Discrete probability distribution

In summary: F(x)." The actual median is not always the same as the "line y = 1/2 cuts the graph y = F(x)" because sometimes x is closer to the "line y = 1/2" than other times.
  • #1
toothpaste666
516
20

Homework Statement


1. Consider selecting at random a student who is among the 15,000 registered for the current semester at a school Let X be the number of courses for which the selected student is registered and suppose that X has probability distribution

x: 1 2 3 4 5 6
f(x): .01 .03 .13 .25 .39 .19

(a) Find the cdf of X.

(b) Find the expected number of courses taken by a student in this semester.

(c) Find the standard deviation of X.

(d) Find the median of this distribution.

The Attempt at a Solution


a)This part I am confused of what they want, since X is not specified. It seems like they already provided me with the cdf

b) this is the summation of the xf(x) 's
(1)(.01) + 2(.03) + 3(.13) + 4(.25) + 5(.39) + 6(.19) = 4.55

c) the variance is the sum of the (x-μ)^2f(x) 's
(1-4.55)^2(.01) + (2-4.55)^2(.03) + (3-4.55)^2(.13) + (4-4.55)^2(.25) + (5-4.55)^2(.39) + (6-4.55)^2(.19)
= 1.1875
and the standard deviation is the square root of that
= 1.09

d) put them in order
.01 .03 .13 .19 .25 .39

the median is (.13 + .19)/2 = .16

unless I am trying to find the median number of courses taken?
in that case
1 2 3 6 4 5
(3+6)/2 = 9/2 = 4.5 courses

I am not that confident I did this right because I didn't use the number of registered students they gave me and I don't think I understood part a)
 
Physics news on Phys.org
  • #2
toothpaste666 said:

Homework Statement


1. Consider selecting at random a student who is among the 15,000 registered for the current semester at a school Let X be the number of courses for which the selected student is registered and suppose that X has probability distribution

x: 1 2 3 4 5 6
f(x): .01 .03 .13 .25 .39 .19

(a) Find the cdf of X.

(b) Find the expected number of courses taken by a student in this semester.

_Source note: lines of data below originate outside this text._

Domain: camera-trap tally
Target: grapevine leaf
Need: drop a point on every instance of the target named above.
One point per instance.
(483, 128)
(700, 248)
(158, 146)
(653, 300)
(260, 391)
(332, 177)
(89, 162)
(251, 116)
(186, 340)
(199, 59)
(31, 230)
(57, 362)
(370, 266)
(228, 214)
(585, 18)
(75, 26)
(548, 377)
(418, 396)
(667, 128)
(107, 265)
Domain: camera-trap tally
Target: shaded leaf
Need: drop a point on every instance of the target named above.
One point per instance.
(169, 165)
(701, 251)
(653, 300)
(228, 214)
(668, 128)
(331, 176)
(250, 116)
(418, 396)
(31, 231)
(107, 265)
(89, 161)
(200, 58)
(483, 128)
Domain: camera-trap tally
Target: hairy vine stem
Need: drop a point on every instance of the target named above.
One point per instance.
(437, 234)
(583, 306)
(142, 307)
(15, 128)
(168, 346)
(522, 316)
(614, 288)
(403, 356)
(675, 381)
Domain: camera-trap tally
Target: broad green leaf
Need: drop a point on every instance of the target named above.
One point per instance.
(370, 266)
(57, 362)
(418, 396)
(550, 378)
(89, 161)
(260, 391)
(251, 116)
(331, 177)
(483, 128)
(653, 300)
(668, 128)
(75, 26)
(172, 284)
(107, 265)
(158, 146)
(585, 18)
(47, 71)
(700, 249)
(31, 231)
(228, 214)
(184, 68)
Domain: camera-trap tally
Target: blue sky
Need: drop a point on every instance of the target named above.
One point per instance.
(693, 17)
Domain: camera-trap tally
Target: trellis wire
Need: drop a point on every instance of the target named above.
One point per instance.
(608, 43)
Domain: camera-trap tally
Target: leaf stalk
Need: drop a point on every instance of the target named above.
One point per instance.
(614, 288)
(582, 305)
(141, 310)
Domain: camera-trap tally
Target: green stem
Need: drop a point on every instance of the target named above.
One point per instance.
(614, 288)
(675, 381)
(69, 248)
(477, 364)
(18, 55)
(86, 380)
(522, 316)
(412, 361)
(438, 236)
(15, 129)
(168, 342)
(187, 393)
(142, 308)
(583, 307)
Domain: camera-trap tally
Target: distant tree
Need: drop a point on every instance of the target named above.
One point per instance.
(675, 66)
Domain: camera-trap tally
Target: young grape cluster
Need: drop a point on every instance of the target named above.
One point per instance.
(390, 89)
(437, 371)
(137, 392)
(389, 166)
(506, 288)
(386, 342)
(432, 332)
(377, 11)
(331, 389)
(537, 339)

(c) Find the standard deviation of X.

(d) Find the median of this distribution.

The Attempt at a Solution


a)This part I am confused of what they want, since X is not specified. It seems like they already provided me with the cdf

b) this is the summation of the xf(x) 's
(1)(.01) + 2(.03) + 3(.13) + 4(.25) + 5(.39) + 6(.19) = 4.55

c) the variance is the sum of the (x-μ)^2f(x) 's
(1-4.55)^2(.01) + (2-4.55)^2(.03) + (3-4.55)^2(.13) + (4-4.55)^2(.25) + (5-4.55)^2(.39) + (6-4.55)^2(.19)
= 1.1875
and the standard deviation is the square root of that
= 1.09

d) put them in order
.01 .03 .13 .19 .25 .39

the median is (.13 + .19)/2 = .16

unless I am trying to find the median number of courses taken?
in that case
1 2 3 6 4 5
(3+6)/2 = 9/2 = 4.5 courses

I am not that confident I did this right because I didn't use the number of registered students they gave me and I don't think I understood part a)

In (a): of course X is specified. You wrote "Let X be the number of courses for which the selected student is registered and suppose that X has probability distribution..."

I suppose you may be a bit confused about who the "selected student" is, and how his/her course probability distribution is obtained. Basically, the problem is just specifying that 1% of the students take exactly 1 course, that 3% take exactly two courses, etc. And, of course, if you actually look at student John Smith he will be taking some specific number of course, either 1 or 2 or 3 or 4 or 5 or 6, with no probabilities involved anywhere. However, prior to the selection, you will not know the actual number that is going to occur, only the chances of the various numbers. Is that what was throwing you off?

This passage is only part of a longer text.